Vinyl tile is inexpensive and a useful option for covering worn floors that experience a lot of dirt or foot traffic. The vinyl will provide a moisture seal and can hold up well for years with the correct installation procedures. Vinyl is also famously easy to install and is a common material for do-it-yourself home renovations. It can be placed on a wide variety of surfaces, including concrete, but the correct preparation procedures need to be followed.

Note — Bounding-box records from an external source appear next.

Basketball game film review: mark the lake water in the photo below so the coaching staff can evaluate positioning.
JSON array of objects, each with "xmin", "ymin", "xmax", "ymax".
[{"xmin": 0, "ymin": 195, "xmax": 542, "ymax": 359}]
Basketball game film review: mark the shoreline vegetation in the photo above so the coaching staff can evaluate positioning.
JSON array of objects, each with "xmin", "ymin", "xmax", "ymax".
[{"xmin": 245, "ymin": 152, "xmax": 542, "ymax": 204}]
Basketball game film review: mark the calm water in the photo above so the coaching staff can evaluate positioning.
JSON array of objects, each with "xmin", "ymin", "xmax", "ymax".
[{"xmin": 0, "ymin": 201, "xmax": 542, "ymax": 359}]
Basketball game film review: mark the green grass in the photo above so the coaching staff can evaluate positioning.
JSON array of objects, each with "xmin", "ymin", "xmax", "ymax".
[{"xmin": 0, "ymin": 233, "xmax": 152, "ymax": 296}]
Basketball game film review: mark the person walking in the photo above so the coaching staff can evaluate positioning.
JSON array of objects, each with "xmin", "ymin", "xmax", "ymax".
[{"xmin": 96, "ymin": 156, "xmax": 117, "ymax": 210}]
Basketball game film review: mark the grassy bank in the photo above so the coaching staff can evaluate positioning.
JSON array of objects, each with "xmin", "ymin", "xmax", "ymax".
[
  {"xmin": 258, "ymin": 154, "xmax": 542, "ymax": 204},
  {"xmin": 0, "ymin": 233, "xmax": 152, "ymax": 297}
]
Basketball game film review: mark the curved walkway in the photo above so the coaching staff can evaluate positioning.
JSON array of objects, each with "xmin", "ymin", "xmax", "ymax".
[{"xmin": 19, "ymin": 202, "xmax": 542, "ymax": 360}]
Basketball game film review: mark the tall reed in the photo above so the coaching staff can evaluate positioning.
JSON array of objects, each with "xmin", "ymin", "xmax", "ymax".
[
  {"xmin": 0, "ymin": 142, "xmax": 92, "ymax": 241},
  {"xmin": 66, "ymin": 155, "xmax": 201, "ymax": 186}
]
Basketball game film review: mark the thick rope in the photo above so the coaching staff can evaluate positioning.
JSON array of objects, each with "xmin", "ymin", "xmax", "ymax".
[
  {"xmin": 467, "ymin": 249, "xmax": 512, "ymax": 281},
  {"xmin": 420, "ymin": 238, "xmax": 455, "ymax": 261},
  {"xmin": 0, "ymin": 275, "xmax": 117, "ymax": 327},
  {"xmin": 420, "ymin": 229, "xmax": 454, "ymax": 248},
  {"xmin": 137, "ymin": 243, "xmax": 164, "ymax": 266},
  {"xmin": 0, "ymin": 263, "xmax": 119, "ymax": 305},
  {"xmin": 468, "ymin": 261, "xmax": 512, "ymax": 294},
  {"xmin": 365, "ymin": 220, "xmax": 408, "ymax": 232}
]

When laying vinyl, you need to make sure the floor surface is smooth. This can be a problem with concrete floors, which may have bumps or chips that have developed over time. These must be taken care of before the tile can be laid. You can chip off any bumps and fill in any cracks, but it may also be a good idea to follow this by using a concrete sander to smooth out the entire floor. It is also important to note that vinyl tiles cannot be put down on any existing coating on the concrete floor. This includes paints, sealants, fillers, adhesives and chemically treated substrates—all will interact negatively with the vinyl and the adhesive used to bond it. These coatings must be removed before installation.
You should also make sure that the floor is clean and dry. All dust, dirt and grime should be removed, preferably using only water as a cleaning solution. Let the floor dry before laying the tile. If the concrete has just been poured, wait at least 24 hours before laying tile on it. If you are laying vinyl tile on a floor below ground level, you may want to consider putting down a basement proofer to stop water from seeping in underneath the tile—even a small amount of moisture can ruin the tile.
Laying the Tile
Temperature is an especially important consideration when laying vinyl tile on concrete floors. Experts recommend that you store the tile in the room where it will be put down for at least two days, so the tile becomes acclimated to the temperature of the room and the floor it will be on. Fortunately, concrete is easy to draw on with chalk, so working out the center point of your tile design and drawing border lines can be done without any problems. Always be sure to dry-fit a couple rows of tile first, preferably rows going in opposite directions. This will allow you to judge how the tile will fit against the border of the concrete and what adjustments or cuttings will need to be made.